Where a parent has a final Order affecting children abroad, and wishes to visit England/ Wales, a wise precaution is a Mirror Order obtained in England/Wales.
This is an Order to confirm the regime laid down by the foreign court Order during on a visit to the UK.
A parent however must take care that the child does not become habitually resident in England and Wales, which could then give the other parent the chance to open up dual jurisdiction, and challenge the foreign Order’s application in England/ Wales.
This was the issue in this case.
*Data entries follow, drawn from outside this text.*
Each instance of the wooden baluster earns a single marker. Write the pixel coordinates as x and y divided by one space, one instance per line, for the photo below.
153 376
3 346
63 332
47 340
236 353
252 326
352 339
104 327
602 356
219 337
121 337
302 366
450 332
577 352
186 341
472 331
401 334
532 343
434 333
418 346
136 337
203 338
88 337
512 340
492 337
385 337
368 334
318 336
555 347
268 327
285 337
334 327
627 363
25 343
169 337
The mother attempted to demonstrate that because the father had applied for a Mirror Order, he was conceding jurisdiction by virtue of European law concerning jurisdiction in matrimonial matters and in matters of parental responsibility.
The Court of Appeal overruled the High Court Judge upholding the father’s position that rule 12(3) of Council Regulation (EC) 2201/2003 had not been engaged because he had not accepted jurisdiction merely by applying for a Mirror Order.
The Mirror Order was to uphold a foreign judgment, not to give jurisdiction in English/Welsh court.
The judgment is helpful in focusing on the need to avoid the child remaining in England and Wales for a period which could amount to habitual residence. The court did not rule on what that might be but clearly a brief visit or holiday of perhaps a month would not amount to habitual residence or presence.
Practitioners should bear in mind that the visit might become longer than planned unintentionally (illness, weather (volcanic ash?)) and to advise accordingly.
The grey area unresolved issue is the length of time that the child can safely remain in England/Wales without thereby granting jurisdiction.
A thought out and well worded letter to the other party prior to visiting England/Wales setting out the plans and specifically saying that jurisdiction is not to be granted if for any reason the visit was extended for a reason beyond the parent’s control is a good starting.
Another wise tactic is to include the foreign court Order, as specific provision saying that if the order is mirrored in foreign country, it is not intended to grants jurisdiction to that country.
Further in the application in England/Wales, it should be specifically stated that nothing in the application is designed or deemed to grant a jurisdiction to England/Wales.
There is still no clear jurisdiction to make a Mirror order, if the child is not physically present in England/Wales.